By Thomas Broderick
It’s summer, which means that up-and-coming high school sophomores, juniors, and seniors like you are going on college tours and performing other important work that will increase your chances of college admission success.
As you’re performing research into different schools, I bet you’ve come across the term ‘college tier,’ such as “You should apply to a few second-tier schools in addition to your top choices,” or “Going to a third-tier school is a waste of money.”
In a nutshell, college tiers resemble the tiers in the cereal aisle. On the top shelf are the name-brand cereals, and with that name brand comes a high price. On the middle shelf are the lesser-known cereals and the generic, store-brand varieties. Finally, on the bottom shelf are low-priced bulk cereals. You know the ones – they come in big plastic bags.
In this article, we’ll take a trip down the “college aisle” to examine the different tiers. While there we’ll discuss why a college ends up in a particular tier and if tiers say anything about the quality of education students receive.
The Tiers: A Breakdown
First off, there are four college tiers. Let’s learn a little about each one:
- Tier 1: Private schools that invest as much (or more) in research than educating undergraduates
- Cost to Attend: $40,000-$50,000/year
- Tier 2: Private liberal arts colleges that do not focus on research
- Cost to Attend: $30,000-$40,000/year
- Tier 3: Major public research universities
- Cost to Attend: $10,000-$30,000/year
- Tier 4: Every other college including each state’s community college system
- Cost to Attend: $0-$30,000/year
Something interesting to note is that before the mid-1980s, the concept of college tiers didn’t exist. What was just a term used by statisticians became a successful marketing ploy that big-name colleges use to build their brands.
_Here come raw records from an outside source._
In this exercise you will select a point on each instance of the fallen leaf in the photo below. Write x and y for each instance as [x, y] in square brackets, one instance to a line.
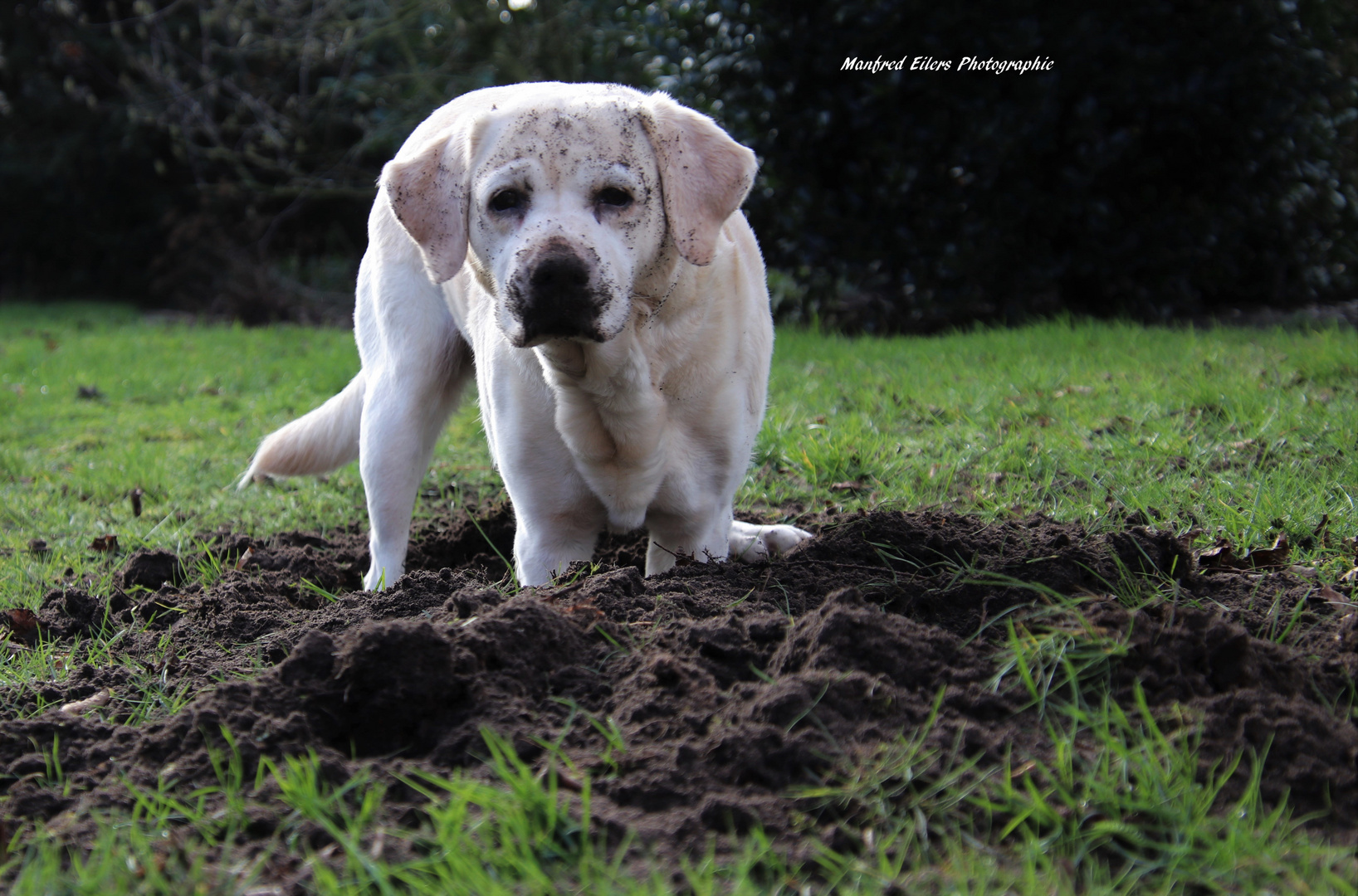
[1270, 557]
[105, 543]
[1221, 556]
[1332, 597]
[95, 701]
[22, 622]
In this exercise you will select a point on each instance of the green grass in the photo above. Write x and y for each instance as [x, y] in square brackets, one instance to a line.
[1233, 432]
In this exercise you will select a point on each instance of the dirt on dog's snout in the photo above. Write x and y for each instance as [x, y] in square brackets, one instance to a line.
[727, 684]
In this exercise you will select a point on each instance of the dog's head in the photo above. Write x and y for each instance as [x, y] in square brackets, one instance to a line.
[568, 196]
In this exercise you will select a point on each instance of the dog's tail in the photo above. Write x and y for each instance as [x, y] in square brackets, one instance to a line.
[325, 439]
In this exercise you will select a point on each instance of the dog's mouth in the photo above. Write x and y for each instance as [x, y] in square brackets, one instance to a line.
[555, 299]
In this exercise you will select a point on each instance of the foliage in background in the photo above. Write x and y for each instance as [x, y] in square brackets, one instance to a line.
[239, 139]
[1175, 160]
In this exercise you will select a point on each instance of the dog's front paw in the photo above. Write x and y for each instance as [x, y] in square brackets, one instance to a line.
[753, 543]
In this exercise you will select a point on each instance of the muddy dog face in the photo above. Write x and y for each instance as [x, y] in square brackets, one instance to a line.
[567, 198]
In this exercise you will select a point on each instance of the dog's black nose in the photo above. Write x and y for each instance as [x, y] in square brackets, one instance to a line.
[559, 279]
[557, 300]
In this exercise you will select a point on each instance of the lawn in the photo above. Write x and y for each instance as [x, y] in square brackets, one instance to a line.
[115, 424]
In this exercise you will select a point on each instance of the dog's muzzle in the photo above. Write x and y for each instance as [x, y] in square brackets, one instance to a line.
[554, 299]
So if tiers are mostly about marketing, will they impact your life during and after college?
What Tiers Mean for You
If you have plans to earn a master’s or doctoral degree, then college tiers matter when you’re applying to graduate school. In a nutshell, graduate programs at tier 1 and 2 schools want applicants who earned their bachelor’s degrees from tier 1 and 2 schools. The reasons for this are two-fold. First of all, when reviewing applicants that graduated from tier 1 and 2 schools, admission counselors know that the quality of education these applicants received was on par with or exceeded that of the programs at their university. Secondly, it looks better for them if they accept more candidates from these schools. But if you’re not planning to go beyond your bachelor’s, then it doesn’t matter where you receive your degree.
No matter your final level of education, where you earned your degree quickly falls in significance compared to your on-the-job performance after graduation. Apply this line of thinking to the colleges and universities on your short list by considering the questions below:
Tiers 1 & 2
- Will attending mean that I go into debt?
- If the answer is ‘yes,’ you may want to reconsider.
- Despite the school’s big name and reputation, does it offer academic programs that interest me?
- This is also a vital tier 3 and 4 question.
Tiers 3 & 4
- Does this program provide a good education?
- Research what former students are saying about their experiences. Although the college landscape has improved in the last few years, there are still many ‘colleges’ that do a poor job educating students or rip them off.
- Am I interested in starting my degree at one of these schools before transferring to a tier 1 or 2 school?
- Many undergraduates choose this route to save money on their educations.
If you aspire to a career in academia, then yes, college tiers matter a lot. If other career paths interest you, college tiers take a backseat to other factors such as your ability to pay. So don’t let advertising alone reel you in. Do your research, and apply to the colleges and universities where you can get the best bang for your buck.